Magazine Article | November 1, 2015

Codagenix: A Tiny Start-Up Ready To Take On The Goliaths Of The Vaccine Industry

By Wayne Koberstein, Executive Editor, Life Science Leader magazine
Follow Me On Twitter @WayneKoberstein

The Enterprisers: Life Science Leadership In Action

Steffen Mueller (L) & J. Robert Coleman

One egg per person. That is what it takes to produce a flu vaccine. The standard, predominant method has not changed in more than 70 years. What has changed dramatically, however, is the per-unit cost of goods, price, and scarcity of the product; all have risen steadily, to the point now where the old model of universal vaccination seems more antiquated than the aforementioned egg. Arguably, newer, recombinant and cell-based production technologies have only compounded the cost/supply dilemma for vaccines, without a commensurate rise in mass efficacy. What if a company had a technology that could sharply lower CoG (cost of goods) and ensure the highest possible availability and effectiveness of an influenza vaccine — even though the company were a David up against the flu-shot Goliaths?

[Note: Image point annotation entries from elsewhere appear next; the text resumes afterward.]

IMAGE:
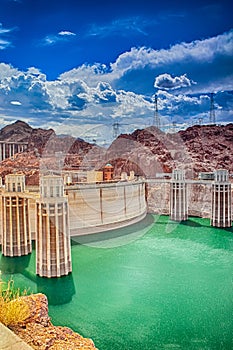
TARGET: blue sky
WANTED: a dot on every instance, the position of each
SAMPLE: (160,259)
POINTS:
(79,67)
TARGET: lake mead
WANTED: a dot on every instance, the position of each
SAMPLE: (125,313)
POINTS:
(157,284)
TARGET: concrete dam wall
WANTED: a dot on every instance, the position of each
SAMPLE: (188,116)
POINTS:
(100,207)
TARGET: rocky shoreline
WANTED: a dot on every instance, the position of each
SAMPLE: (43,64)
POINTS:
(38,331)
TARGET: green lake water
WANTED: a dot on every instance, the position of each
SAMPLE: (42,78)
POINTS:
(154,285)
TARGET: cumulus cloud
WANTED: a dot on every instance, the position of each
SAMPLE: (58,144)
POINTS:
(122,27)
(62,36)
(167,82)
(4,42)
(16,103)
(98,94)
(66,32)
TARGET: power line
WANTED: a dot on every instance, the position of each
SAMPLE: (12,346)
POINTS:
(212,109)
(156,119)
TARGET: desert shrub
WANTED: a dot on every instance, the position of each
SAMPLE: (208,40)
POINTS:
(13,309)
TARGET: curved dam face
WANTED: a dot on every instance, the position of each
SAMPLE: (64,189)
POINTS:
(101,207)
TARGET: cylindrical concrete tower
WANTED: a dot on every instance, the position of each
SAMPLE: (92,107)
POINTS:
(16,236)
(53,253)
(178,196)
(221,200)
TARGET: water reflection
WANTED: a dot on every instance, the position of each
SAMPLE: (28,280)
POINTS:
(116,237)
(58,290)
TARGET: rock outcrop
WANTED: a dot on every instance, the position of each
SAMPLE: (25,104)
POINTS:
(38,331)
(147,151)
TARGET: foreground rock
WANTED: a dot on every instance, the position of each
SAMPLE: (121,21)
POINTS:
(38,331)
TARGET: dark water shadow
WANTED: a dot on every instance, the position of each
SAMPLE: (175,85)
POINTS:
(16,264)
(59,291)
(110,234)
(228,229)
(190,223)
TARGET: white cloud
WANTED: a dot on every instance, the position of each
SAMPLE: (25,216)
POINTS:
(197,51)
(52,39)
(16,103)
(167,82)
(99,95)
(4,43)
(65,32)
(122,27)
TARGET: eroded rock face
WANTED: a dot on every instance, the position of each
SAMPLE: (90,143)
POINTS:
(38,331)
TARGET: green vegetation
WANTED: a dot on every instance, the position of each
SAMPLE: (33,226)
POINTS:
(13,309)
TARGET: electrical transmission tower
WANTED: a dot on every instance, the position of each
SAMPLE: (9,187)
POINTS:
(212,110)
(156,120)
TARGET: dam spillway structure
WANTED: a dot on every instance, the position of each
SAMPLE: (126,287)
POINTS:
(9,149)
(178,196)
(221,200)
(16,231)
(53,252)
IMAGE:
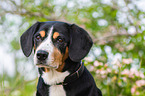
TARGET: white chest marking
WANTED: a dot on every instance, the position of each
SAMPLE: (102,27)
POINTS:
(56,90)
(51,78)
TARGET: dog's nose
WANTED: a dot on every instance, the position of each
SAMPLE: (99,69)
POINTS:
(42,55)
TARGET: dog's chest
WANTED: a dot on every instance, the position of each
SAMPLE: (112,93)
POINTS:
(52,78)
(57,90)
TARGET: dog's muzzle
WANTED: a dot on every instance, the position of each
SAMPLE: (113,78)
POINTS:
(42,55)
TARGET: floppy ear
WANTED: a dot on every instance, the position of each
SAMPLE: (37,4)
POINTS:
(80,43)
(26,39)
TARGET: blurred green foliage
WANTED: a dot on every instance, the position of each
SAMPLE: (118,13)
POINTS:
(116,26)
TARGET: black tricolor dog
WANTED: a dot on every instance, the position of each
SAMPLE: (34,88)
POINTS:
(59,48)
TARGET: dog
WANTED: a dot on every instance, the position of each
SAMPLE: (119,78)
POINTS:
(59,48)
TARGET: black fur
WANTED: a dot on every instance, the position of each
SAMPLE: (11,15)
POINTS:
(79,43)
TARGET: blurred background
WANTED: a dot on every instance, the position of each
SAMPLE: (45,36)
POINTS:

Codagenix believes it is that company. Starting with flu, then moving on to other disease vaccinations, the tiny start-up wants to turn the entire field of action around.

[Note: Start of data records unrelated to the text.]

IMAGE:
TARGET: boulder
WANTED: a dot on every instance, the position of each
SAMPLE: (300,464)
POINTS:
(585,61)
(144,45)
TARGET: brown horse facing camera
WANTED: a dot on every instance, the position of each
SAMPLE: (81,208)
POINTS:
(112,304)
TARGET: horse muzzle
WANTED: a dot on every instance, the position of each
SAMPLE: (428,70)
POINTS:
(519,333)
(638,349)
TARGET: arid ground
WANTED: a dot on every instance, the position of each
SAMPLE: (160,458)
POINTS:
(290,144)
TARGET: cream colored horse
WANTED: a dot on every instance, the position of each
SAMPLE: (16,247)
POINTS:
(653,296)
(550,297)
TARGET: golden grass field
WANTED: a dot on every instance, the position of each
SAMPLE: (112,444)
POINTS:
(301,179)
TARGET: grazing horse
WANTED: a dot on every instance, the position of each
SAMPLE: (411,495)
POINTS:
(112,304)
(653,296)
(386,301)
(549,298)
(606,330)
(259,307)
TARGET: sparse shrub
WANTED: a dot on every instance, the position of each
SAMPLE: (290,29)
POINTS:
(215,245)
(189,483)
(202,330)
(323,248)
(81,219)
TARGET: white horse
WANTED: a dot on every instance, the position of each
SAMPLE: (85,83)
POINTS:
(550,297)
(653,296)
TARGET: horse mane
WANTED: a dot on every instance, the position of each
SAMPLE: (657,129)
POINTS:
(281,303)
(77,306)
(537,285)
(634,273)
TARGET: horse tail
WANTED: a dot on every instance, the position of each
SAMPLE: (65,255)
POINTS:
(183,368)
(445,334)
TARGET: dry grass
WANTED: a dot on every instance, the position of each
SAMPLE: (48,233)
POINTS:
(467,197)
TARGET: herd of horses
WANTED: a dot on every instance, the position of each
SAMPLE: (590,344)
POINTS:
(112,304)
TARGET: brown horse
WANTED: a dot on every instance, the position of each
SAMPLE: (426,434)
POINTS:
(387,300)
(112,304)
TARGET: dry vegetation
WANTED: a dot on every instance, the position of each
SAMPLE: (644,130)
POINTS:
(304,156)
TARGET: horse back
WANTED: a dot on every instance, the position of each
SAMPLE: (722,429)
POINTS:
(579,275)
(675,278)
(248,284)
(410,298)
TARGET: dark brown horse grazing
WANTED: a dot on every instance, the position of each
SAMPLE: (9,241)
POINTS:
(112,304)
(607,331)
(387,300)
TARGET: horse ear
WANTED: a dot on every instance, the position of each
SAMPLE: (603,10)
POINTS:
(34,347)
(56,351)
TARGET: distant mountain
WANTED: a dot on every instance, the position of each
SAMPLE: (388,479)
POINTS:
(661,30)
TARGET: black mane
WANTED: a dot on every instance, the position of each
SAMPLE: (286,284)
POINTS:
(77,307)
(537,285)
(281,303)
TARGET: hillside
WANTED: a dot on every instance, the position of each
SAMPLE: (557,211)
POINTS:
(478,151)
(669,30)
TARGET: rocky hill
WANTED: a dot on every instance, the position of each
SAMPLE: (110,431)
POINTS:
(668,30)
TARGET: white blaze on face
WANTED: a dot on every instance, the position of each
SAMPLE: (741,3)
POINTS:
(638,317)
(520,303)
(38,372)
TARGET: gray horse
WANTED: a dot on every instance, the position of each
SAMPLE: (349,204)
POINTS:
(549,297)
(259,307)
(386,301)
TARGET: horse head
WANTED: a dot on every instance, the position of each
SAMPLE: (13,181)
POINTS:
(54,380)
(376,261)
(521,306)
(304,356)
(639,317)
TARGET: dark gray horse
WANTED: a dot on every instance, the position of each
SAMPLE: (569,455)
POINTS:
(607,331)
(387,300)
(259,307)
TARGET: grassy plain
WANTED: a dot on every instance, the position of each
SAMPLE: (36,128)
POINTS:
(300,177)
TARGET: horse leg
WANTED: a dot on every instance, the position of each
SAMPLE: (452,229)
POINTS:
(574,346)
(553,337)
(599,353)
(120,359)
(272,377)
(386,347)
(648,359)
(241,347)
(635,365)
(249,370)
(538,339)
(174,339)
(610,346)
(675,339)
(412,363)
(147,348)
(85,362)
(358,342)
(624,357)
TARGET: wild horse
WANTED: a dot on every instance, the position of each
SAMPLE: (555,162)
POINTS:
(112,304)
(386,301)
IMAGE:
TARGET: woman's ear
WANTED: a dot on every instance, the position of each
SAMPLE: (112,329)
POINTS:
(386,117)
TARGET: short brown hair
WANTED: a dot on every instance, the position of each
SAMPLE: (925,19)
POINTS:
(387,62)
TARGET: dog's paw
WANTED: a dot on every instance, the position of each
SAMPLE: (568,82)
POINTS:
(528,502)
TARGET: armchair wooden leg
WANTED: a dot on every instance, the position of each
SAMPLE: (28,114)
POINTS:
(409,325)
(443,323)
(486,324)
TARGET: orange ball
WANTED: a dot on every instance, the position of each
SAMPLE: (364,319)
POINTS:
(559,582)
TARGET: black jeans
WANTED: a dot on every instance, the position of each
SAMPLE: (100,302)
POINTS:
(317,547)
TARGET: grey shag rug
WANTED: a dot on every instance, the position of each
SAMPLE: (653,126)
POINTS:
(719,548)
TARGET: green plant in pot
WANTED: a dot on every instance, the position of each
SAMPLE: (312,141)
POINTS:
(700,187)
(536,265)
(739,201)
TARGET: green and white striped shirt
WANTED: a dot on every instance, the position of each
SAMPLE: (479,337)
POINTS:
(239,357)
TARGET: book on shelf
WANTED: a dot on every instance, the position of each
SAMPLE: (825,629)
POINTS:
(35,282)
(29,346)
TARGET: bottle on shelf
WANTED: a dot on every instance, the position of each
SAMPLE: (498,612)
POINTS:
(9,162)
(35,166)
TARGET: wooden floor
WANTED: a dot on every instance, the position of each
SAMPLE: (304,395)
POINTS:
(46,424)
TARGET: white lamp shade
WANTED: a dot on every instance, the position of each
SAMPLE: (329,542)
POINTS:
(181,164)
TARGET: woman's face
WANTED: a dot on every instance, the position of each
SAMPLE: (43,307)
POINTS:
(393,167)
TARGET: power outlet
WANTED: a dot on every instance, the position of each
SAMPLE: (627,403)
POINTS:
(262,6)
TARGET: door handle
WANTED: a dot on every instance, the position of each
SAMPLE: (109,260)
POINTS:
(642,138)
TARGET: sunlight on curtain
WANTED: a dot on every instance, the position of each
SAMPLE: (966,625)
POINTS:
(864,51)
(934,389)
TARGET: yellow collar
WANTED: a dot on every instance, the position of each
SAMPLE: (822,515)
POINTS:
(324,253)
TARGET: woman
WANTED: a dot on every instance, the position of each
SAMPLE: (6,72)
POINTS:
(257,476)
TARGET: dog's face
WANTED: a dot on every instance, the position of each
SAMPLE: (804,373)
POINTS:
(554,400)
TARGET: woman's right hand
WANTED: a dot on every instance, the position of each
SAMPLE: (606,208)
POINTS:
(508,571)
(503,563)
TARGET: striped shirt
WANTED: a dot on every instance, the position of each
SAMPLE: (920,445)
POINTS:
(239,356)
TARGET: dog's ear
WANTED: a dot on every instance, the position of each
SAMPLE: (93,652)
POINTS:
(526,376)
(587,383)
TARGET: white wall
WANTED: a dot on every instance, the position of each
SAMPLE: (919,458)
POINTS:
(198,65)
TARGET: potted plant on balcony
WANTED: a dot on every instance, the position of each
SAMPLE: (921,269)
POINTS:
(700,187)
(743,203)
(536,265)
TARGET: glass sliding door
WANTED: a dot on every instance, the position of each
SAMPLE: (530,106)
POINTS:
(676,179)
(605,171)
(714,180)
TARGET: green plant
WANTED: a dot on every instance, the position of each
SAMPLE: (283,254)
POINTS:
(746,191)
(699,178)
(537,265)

It had been a long day, and the late-evening reception was dying down. I found a couch in a side area where my tired old bones could rest. Soon others joined me on the couch and nearby chairs, and I struck up a conversation with the person next to me, who turned out to be Steffen Mueller, cofounder, president, and chief scientific officer of Codagenix. Beside him was COO and cofounder J. Robert Coleman.

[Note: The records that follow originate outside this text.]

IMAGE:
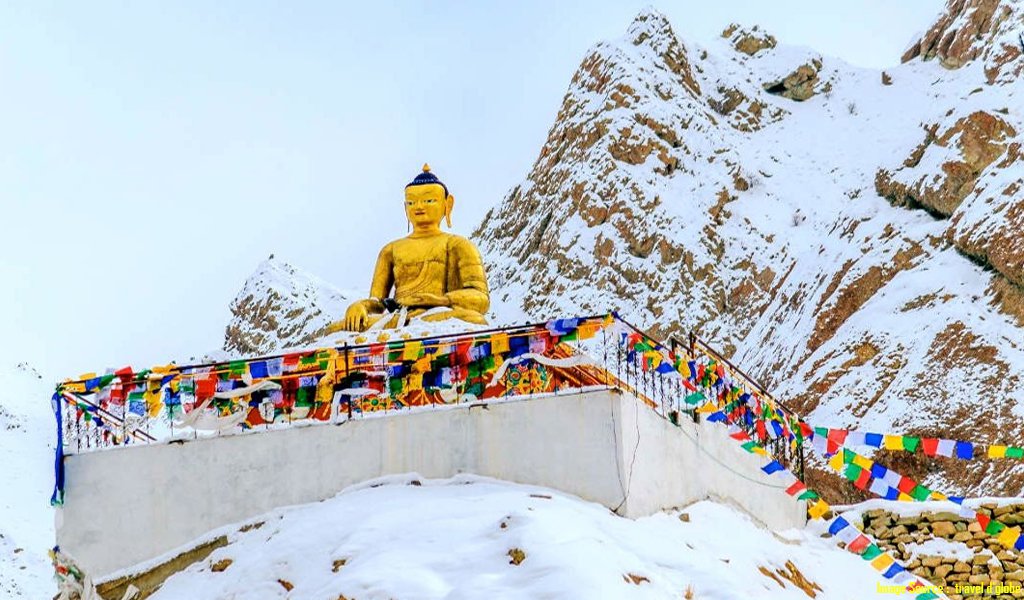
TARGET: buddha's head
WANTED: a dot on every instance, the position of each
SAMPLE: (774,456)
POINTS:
(427,200)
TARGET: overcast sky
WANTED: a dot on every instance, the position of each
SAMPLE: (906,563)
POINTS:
(152,155)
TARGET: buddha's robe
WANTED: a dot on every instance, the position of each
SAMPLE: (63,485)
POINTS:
(444,264)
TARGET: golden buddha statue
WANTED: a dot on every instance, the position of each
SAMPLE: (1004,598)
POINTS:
(427,269)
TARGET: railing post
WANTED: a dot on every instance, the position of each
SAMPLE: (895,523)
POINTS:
(348,397)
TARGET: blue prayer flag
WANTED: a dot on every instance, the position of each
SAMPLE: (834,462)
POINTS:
(894,569)
(258,370)
(965,451)
(838,524)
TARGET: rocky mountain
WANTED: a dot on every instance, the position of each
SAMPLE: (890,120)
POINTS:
(282,306)
(849,236)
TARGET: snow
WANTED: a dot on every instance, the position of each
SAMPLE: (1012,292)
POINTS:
(27,436)
(452,538)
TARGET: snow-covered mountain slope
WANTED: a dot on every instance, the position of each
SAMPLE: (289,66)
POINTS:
(27,436)
(476,538)
(282,306)
(766,196)
(850,237)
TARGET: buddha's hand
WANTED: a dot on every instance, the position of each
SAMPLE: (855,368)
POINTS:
(425,300)
(355,316)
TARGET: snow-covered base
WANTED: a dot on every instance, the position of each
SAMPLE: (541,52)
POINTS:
(27,433)
(403,537)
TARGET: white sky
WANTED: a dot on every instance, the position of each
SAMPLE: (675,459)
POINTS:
(152,155)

Yet, even before Mueller and I exchanged cards, we had already dived into a discussion about vaccines. Unlike most of the people around us at the time, I was alive during the great polio epidemic following World War II. I lost my older brother to the disease in 1950, later tagged along with my mother each year in the March of Dimes, and lined up with just about every other kid in the country for the first vaccine. But I was struck by how close Mueller’s views of the situation were to mine. We both expressed dismay at the drift of vaccination from a universal, public-health-driven enterprise, to a fragmented and fractious, albeit high-profit endeavor. Unlike me, however, Mueller and his company may have a solution — not just another way to make more vaccines, but a way to make them better, by many thousands-fold.

Months later, I followed up on our chance meeting in a longer talk with Mueller and Coleman for this article. The story of their little company carries a large meaning. Any real challenge to the status quo of vaccines could only come from an obscure entity such as Codagenix. From a business standpoint, scant motivation for change exists; vaccines have become highly profitable for large companies almost in direct inverse proportion to the drop in their universality. When everything is so cozy for the establishment, the desire to shake things up may grow stronger in the outside player.

Other vaccine start-ups have also entered the field lately, such as the mucosal vaccine company Mucosis, covered recently in Companies to Watch, which only reinforces the medical need for new approaches in the space. Codagenix makes a good choice for The Enterprisers because its audacious mission, set against the high risk of development still at the preclinical stage, signifies not only a potential vaccination breakthrough, but also a significant entry into synthetic biology. Its technology is meant to replace the age-old trial-and-error method of vaccine creation by configuring the entire genetic makeup of the live attenuated virus to be mass produced. So rather than competing with other new approaches, it may actually be complementary or compatible with them.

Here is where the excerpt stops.